Monsieur Eric SKYRONKA
Premier Vice-président
Métropole Européenne de Lille
À Lille, le 18 décembre 2025

Référence : 2025-71-MG

Objet : Demande de report du vote sur les délibérations 25 C 0528 et 25 C 0529

Monsieur le Premier Vice-président,
Lors du conseil métropolitain de ce 19 décembre 2025, qui était présenté comme le dernier de cette mandature, il est prévu de proposer aux suffrages des élus métropolitains les délibérations référencées 25 C 0528 et 25 C 0529, relatives respectivement à la construction d’un immeuble de bureaux destiné à accueillir les services de la MEL (dit « MEL 2 ») et à la sélection du lauréat d’un appel à manifestation d’intérêt pour le site du Champ Libre.

Je vous demande de bien vouloir retirer ces deux délibérations de l’ordre du jour. Je ne me permettrais pas cette demande si elle ne s’appuyait pas sur plusieurs éléments qui, à mon sens, justifient et même exigent une très grande prudence de la part de la Métropole.

Manquements sur les procédures

D’une part, plusieurs informations me sont parvenues, faisant état de manquements majeurs dans les procédures suivies pour l’appel d’offres, qui pourraient mettre en risque la poursuite de ce projet. Il me semble important que ces doutes, qu’ils soient fondés ou non, soient levés, et si nécessaire corrigés, avant tout vote.

Manquements d’information préalable des élus

J‘ajoute que, même si vous décidiez de maintenir ces délibérations en ayant connaissance de cette alerte, les élus métropolitains n’ont à ce jour pas été destinataires des délibérations finalisées.
Pourtant, les éléments manquants dans les projets de délibérations, notamment sur les attributaires des marchés, sont connus de beaucoup, au sein des services et même au-delà. Dès lors, il est bien évident que ces délibérations, si elles étaient adoptées demain, pourront et seront attaquées devant la justice administrative pour défaut d’information des élus, l’absence de communication des éléments déterminants étant toujours flagrante à la veille de la séance et ne leur permettant pas de se forger un avis éclairé.

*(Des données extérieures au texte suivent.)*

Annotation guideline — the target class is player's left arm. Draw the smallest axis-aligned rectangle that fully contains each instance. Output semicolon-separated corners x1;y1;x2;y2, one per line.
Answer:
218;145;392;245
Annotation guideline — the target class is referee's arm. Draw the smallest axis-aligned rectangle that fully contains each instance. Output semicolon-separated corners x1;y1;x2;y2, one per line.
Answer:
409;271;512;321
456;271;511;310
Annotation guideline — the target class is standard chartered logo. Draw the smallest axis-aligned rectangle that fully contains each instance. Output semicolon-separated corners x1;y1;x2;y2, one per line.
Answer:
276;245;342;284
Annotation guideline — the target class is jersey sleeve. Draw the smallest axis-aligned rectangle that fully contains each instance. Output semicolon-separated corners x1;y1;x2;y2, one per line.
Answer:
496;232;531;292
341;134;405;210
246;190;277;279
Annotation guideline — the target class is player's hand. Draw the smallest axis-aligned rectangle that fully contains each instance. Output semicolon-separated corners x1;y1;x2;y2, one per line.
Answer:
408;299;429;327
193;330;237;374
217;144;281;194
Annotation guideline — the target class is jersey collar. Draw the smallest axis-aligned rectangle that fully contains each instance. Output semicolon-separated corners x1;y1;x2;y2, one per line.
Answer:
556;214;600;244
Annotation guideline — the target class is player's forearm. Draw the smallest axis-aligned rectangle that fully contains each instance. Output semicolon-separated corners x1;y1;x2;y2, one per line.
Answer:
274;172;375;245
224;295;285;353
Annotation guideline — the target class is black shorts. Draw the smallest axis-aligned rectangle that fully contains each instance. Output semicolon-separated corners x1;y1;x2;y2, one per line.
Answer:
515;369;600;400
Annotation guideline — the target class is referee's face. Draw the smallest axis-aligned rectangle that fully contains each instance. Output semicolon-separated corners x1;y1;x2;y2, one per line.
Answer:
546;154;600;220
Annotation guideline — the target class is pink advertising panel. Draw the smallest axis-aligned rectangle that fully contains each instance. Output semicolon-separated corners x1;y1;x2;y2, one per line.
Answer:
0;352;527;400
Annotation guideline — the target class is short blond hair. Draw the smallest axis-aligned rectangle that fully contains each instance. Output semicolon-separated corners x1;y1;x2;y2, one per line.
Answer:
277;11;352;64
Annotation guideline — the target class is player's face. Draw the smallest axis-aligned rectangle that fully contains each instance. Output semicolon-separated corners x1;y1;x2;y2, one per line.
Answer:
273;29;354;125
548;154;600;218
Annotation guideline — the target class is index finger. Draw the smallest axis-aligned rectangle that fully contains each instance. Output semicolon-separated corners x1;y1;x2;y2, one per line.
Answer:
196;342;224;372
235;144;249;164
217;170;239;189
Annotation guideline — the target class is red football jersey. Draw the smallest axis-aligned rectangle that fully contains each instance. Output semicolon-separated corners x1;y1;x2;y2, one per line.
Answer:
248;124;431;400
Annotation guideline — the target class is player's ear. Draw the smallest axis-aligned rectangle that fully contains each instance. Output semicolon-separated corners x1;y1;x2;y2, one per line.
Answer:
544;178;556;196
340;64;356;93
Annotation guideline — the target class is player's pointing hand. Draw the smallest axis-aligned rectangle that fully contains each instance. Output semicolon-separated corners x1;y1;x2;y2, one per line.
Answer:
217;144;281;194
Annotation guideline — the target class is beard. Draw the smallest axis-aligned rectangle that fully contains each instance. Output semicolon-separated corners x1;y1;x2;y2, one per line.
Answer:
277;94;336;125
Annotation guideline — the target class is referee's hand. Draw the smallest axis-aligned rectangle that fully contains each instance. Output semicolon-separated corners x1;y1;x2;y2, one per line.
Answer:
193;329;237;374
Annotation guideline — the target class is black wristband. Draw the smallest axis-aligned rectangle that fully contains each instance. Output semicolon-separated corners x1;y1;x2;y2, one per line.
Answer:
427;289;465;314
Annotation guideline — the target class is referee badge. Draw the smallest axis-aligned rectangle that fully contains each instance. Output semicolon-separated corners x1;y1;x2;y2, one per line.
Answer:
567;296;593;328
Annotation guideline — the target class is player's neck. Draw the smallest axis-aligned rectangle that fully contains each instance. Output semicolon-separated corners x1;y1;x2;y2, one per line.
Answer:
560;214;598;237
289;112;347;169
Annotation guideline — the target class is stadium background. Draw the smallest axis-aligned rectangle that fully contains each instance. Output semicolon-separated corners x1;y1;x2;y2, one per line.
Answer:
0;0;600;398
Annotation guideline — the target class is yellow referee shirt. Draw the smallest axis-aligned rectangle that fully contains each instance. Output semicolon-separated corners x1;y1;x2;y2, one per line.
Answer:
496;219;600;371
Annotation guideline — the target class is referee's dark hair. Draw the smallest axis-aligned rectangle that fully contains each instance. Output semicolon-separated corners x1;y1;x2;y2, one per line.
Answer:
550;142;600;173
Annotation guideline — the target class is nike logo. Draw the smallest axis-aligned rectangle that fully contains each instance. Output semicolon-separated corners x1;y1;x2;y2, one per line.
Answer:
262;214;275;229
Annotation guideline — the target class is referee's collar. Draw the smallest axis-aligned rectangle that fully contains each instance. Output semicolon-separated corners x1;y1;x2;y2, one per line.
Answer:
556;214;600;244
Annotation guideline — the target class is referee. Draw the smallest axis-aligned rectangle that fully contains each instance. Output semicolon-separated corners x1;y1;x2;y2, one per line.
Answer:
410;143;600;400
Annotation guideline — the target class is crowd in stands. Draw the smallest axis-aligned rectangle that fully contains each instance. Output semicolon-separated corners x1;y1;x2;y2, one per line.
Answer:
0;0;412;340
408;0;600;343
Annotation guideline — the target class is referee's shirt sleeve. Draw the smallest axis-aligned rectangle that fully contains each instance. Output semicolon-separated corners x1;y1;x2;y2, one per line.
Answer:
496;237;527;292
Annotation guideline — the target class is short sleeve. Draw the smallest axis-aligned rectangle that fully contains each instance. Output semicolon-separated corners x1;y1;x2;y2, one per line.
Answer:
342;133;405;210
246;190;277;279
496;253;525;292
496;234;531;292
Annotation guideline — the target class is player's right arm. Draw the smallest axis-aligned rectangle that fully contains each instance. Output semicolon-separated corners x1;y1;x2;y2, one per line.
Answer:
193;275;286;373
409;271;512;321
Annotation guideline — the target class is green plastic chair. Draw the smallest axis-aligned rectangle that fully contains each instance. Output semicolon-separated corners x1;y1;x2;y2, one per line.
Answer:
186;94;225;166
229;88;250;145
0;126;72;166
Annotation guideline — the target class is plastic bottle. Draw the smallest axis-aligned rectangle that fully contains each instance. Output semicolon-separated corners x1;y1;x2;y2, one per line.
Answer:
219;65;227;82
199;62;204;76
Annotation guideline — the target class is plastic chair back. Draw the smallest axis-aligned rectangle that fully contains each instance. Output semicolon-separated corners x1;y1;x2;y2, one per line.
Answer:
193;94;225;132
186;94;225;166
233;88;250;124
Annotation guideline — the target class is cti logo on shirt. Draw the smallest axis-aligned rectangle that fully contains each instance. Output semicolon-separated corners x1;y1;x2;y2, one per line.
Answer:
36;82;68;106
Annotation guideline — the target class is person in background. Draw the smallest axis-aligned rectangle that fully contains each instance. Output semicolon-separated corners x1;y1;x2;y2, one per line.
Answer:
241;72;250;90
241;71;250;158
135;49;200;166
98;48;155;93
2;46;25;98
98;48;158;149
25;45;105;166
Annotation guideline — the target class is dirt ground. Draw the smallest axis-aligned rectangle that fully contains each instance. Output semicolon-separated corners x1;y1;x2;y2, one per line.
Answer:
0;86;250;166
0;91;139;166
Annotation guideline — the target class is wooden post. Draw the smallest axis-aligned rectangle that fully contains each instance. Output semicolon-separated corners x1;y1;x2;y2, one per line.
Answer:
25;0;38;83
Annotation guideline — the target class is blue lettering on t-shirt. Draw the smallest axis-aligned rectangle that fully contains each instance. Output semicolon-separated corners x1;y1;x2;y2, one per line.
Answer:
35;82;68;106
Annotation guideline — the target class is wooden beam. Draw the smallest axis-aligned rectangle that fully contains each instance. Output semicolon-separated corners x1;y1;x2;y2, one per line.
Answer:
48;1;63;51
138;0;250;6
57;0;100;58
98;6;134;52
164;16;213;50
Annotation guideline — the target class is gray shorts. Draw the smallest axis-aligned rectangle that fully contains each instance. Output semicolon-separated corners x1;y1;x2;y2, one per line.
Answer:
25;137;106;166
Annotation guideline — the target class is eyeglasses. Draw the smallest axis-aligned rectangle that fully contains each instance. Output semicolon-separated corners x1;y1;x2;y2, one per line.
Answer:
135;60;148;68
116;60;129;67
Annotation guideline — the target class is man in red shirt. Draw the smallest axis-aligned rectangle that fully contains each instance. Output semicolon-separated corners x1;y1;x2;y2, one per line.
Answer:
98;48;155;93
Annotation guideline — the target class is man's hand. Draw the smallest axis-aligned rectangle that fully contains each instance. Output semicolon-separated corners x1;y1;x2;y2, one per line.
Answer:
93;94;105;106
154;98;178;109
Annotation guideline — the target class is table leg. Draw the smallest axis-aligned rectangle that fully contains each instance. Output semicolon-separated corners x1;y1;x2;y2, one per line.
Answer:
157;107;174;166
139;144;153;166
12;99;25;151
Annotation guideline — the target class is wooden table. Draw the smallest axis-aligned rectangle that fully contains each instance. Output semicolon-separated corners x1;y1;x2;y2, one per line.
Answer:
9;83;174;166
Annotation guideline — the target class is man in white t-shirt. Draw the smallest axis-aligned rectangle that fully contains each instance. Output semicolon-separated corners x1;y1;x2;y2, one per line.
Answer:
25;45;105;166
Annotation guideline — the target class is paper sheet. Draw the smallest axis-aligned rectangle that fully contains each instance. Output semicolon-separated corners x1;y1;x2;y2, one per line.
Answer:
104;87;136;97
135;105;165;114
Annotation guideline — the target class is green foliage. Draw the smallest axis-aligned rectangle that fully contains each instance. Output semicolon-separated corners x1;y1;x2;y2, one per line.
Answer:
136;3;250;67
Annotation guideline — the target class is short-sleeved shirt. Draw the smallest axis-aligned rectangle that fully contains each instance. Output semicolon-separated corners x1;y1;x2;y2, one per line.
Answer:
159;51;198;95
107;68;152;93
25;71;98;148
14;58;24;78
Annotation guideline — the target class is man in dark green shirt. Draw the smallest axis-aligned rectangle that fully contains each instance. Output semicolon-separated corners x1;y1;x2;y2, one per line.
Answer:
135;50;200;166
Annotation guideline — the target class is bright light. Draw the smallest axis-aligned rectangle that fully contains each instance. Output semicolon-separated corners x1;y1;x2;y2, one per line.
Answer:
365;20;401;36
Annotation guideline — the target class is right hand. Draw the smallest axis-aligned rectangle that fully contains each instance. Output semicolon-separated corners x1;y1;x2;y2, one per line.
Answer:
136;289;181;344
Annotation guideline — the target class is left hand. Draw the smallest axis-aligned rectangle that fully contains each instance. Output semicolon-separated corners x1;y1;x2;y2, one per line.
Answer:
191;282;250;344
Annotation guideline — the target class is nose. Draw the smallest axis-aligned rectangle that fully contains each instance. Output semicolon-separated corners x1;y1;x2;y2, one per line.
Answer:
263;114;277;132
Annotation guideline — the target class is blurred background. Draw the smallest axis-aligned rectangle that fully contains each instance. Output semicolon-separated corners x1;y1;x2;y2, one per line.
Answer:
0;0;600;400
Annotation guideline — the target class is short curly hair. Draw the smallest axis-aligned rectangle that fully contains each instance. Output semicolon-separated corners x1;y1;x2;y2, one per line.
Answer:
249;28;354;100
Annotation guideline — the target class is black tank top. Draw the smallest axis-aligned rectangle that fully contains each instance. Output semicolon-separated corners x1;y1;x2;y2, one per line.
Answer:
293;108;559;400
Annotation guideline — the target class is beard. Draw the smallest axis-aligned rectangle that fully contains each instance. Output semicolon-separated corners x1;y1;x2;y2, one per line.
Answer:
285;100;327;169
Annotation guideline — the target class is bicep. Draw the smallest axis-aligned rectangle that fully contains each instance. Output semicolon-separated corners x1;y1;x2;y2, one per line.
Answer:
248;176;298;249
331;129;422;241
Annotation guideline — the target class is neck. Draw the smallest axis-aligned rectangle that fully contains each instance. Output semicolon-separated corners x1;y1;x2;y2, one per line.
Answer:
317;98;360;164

Crise de gouvernance à la Métropole

D’autre part, sur le plan du portage politique, ce projet ne me semble pas pouvoir être soumis au vote du conseil. Ayant été conjointement porté par le Président Damien CASTELAIN et le Maire de Lille Arnaud DESLANDES, la légitimité de sa mise en œuvre est aujourd’hui très affaiblie par la vacance du siège de président d’une part, et la proximité du renouvellement à la fonction de Maire de Lille d’autre part. Etes-vous prêt, alors que vous assumez l’intérim de la fonction de Président, à assumer l’entière responsabilité politique et juridique de ce dossier ? Au regard des enjeux et des sommes concernées, ne pensez-vous pas qu’il faut impérativement attendre pour cela l’élection d’un nouveau président à la tête de la Métropole, auquel il reviendra le cas échéant de donner son aval ?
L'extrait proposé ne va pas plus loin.